Monday, October 31, 2016

Diary of John Beauchamp Jones: December 7, 1862

Last night was bitter cold, and this morning there was ice on my wash-stand, within five feet of the fire. Is this the “sunny South” the North is fighting to possess? How much suffering must be in the armies now encamped in Virginia! I suppose there are not less than 250,000 men in arms on the plains of Virginia, and many of them who survive the war will have cause to remember last night. Some must have perished, and thousands, no doubt, had frozen limbs. It is terrible, and few are aware that the greatest destruction of life, in such a war as this, is not produced by wounds received in battle, but by disease, contracted from exposure, etc., in inclement seasons. But the deadly bullet claims its victims. A friend just returned from the battle-field of June, near the city, whither he repaired to recover the remains of a relative, says the scene is still one of horror. So great was the slaughter (27th June) that we were unable to bury our own dead for several days, for the battle raged a whole week, and when the work was completed, the weather having been extremely hot, it was too late to inter the enemy effectually, so the earth was merely thrown over them, forming mounds, which the rains and the wind have since leveled. And now the ground is thickly strewn with the bleaching bones of the invaders. The flesh is gone, but their garments remain. He says he passed through a wood, not a tree of which escaped the missiles of the contending hosts. Most of the trees left standing are dead, being often perforated by scores of Minie-balls, but thousands were prostrated by cannon-balls and shells. It will long remain a scene of desolation, a monument of the folly and wickedness of man.

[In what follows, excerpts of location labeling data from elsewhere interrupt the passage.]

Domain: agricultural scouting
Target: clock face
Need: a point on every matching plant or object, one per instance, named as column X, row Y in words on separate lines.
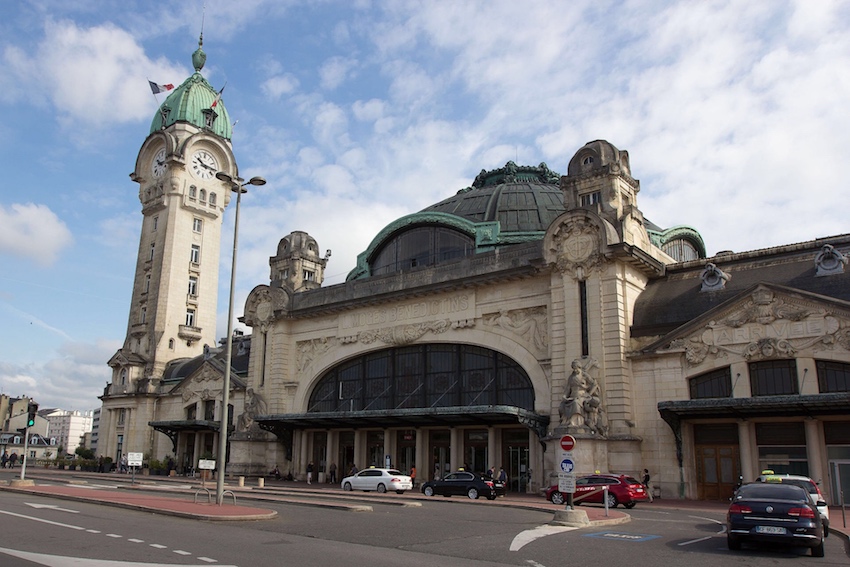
column 158, row 166
column 204, row 165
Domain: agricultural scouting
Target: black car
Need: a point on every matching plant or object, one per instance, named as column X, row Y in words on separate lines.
column 461, row 483
column 777, row 514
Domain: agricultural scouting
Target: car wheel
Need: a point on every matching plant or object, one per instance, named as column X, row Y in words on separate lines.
column 733, row 543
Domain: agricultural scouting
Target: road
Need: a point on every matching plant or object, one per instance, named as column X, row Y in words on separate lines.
column 38, row 531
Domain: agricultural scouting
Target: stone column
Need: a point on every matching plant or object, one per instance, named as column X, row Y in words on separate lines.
column 814, row 450
column 745, row 448
column 456, row 451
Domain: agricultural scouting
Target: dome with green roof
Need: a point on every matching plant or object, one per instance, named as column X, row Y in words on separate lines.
column 196, row 102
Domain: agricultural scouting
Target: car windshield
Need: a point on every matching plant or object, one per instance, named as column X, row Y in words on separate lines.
column 771, row 491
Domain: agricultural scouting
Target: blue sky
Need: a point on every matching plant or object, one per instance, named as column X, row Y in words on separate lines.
column 357, row 112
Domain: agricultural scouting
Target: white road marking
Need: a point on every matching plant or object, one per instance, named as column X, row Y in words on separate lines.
column 528, row 536
column 60, row 524
column 60, row 561
column 51, row 507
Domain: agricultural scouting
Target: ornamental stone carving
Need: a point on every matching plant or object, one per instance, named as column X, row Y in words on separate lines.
column 576, row 246
column 763, row 328
column 529, row 324
column 830, row 261
column 581, row 407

And what are we fighting for? What does the Northern Government propose to accomplish by the invasion? Is it supposed that six or eight million of free people can be exterminated? How many butchers would be required to accomplish the beneficent feat? More, many more, than can be sent hither. The Southern people, in such a cause, would fight to the last, and when the men all fell, the women and children would snatch their arms and slay the oppressors. Without complete annihilation, it is the merest nonsense to suppose our property can be confiscated.

But if a forced reconstruction of the Union were consummated, does the North suppose any advantage would result to that section? In the Union we could not be compelled to trade with them again. Nor would intercourse of any kind be re-established. Their ships would be destroyed, and their people could never come among us but at the risk of ill treatment. They could not maintain a standing army of half a million, and they could not disarm us in such an extensive territory.

The best plan, the only plan, to redeem the past and enjoy blessings in the future, is to cease this bootless warfare and be the first to recognize our independence. We are exasperated with Europe, and like the old colonel in Bulwer's play, we can like a brave foe after fighting him. Let the North do this, and we will trade with its people, I have no doubt, and a mutual respect will grow up in time, resulting, probably, in combinations against European powers in their enterprises against governments on this continent.